"By all accounts," said Bob, "it'll be a case of the patent mangle and not the pen this time. A fellow in the smoking-room has just been saying that there's no earthly chance of war. He had it from a native merchant in Hong-Kong, and somehow or other they're always the first to scent out news."

"No var!" exclaimed Desjardins. "Vat den shall I do? Vat shall I write for de Figaro! I have no patent-mangle!"

"You'll have to write poetry," said Morton; "geishas, plum blossom, and that kind of thing. You'll be all right. But I'm helpless. Couldn't do it to save my life; if I could, Daily Post wouldn't take it. Fawcett will come off best of the lot."

"I'm afraid not. They wouldn't have sent for me to help with their range-finders unless they expected a rumpus, and soon. If there's no war, I shall get a month's notice and my passage home.—Hi, steward, how's the castaway?"

The steward came up in answer to Bob's hail.

"Doin' well, sir; most surprisin'. Doctor himself can't make it out nohow.

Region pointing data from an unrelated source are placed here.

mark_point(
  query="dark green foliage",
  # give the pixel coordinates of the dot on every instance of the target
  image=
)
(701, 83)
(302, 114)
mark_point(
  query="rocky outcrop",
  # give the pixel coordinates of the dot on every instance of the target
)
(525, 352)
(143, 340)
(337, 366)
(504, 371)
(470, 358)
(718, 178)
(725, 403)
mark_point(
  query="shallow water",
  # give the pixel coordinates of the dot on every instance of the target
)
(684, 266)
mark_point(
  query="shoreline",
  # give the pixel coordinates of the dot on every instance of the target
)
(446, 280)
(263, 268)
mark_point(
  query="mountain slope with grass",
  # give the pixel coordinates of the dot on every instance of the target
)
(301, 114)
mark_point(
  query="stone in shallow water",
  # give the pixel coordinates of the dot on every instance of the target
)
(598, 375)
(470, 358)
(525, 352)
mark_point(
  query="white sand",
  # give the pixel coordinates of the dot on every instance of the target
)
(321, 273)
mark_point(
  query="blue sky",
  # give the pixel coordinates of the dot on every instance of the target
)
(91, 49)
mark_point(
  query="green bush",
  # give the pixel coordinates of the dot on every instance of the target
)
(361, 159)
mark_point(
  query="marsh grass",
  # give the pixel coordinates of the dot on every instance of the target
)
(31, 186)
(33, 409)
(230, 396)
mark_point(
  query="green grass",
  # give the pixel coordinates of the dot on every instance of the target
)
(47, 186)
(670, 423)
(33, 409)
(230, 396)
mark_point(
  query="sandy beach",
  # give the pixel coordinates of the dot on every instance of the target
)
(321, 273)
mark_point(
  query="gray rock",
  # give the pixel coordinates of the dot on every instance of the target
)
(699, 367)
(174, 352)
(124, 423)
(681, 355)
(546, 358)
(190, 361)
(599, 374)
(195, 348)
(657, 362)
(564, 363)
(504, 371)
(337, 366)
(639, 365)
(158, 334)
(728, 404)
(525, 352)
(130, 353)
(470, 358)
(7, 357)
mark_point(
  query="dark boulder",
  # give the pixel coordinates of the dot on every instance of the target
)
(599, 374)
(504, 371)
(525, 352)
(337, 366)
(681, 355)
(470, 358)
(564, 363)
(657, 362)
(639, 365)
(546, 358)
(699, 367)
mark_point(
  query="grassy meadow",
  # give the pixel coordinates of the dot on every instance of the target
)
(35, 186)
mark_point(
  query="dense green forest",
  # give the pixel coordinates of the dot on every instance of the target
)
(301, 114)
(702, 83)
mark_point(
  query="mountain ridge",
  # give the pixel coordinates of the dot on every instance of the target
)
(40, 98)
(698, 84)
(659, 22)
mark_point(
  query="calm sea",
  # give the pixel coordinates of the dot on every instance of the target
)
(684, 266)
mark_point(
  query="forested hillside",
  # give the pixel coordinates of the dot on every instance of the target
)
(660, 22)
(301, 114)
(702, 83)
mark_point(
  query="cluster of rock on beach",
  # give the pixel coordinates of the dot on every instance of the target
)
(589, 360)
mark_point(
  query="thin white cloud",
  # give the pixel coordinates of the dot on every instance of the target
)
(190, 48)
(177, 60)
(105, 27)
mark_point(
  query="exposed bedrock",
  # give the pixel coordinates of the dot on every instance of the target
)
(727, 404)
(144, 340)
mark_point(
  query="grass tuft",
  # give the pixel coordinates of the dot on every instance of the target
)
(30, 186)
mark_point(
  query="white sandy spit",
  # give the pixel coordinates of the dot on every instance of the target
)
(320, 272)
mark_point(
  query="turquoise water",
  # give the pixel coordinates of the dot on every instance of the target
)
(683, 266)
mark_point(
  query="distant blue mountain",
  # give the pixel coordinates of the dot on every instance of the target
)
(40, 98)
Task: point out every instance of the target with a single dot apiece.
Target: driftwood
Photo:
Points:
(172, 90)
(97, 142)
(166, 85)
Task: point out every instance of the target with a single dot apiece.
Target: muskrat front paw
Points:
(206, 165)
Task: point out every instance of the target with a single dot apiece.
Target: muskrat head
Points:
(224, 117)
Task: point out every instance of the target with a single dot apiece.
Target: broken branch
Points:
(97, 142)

Says the Chinee must have the constitootion of a elephant. Captain's with him this very minute, interviewin' of him; he can't speak English, but there's another Chinee in the steerage that's doin' the interpretin'. He's a big ruffian of a fellow, the castaway, a regular hooligan to look at—and only one ear and all. I've just sent some vittles for'ard for him, sir."

The steward passed on. A little later, when it became known that the interpreter had returned to his quarters, Bob announced that he was going to see the man, and was at once joined by Monsieur Desjardins and Herr Schwab, the former in eagerness to get material for a paragraph, the latter in obedience to his motto, "Business are business". Morton refused to budge.

"Saw plenty of Chinamen, dead and alive, in the war, ten years ago; all alike," he said.

Accordingly the other three made their way to the steerage, and, finding the Chinese interpreter, were soon assured of his willingness to tell all he knew for a consideration. It was Bob who paid.

The man who had so narrowly escaped drowning was, it appeared, a Manchu Tartar—a big muscular fellow nearly six feet high. When once he regained consciousness he had made a surprisingly rapid recovery from his long immersion, and had told his story with great readiness. He had been making the voyage from Chemulpo to Yokohama in a Korean junk, which had been capsized by a sudden squall, and had gone down, he feared, with all hands. Luckily he himself had managed to cling to a considerable portion of wreckage, and to hold on long enough to lash himself to the mast. He was sorry now that he had not waited for a steamer; it was only his strong family affection that had prompted him to sail in a crazy junk, and he would certainly never do so again. He had a brother in Tokio, the owner of a small curiosity shop. News had reached him in Chemulpo that his beloved brother was at the point of death, and without delay he had embarked on a rice-laden junk that happened to be sailing for Tokio, in the hope of reaching that town in time to see his brother before he died.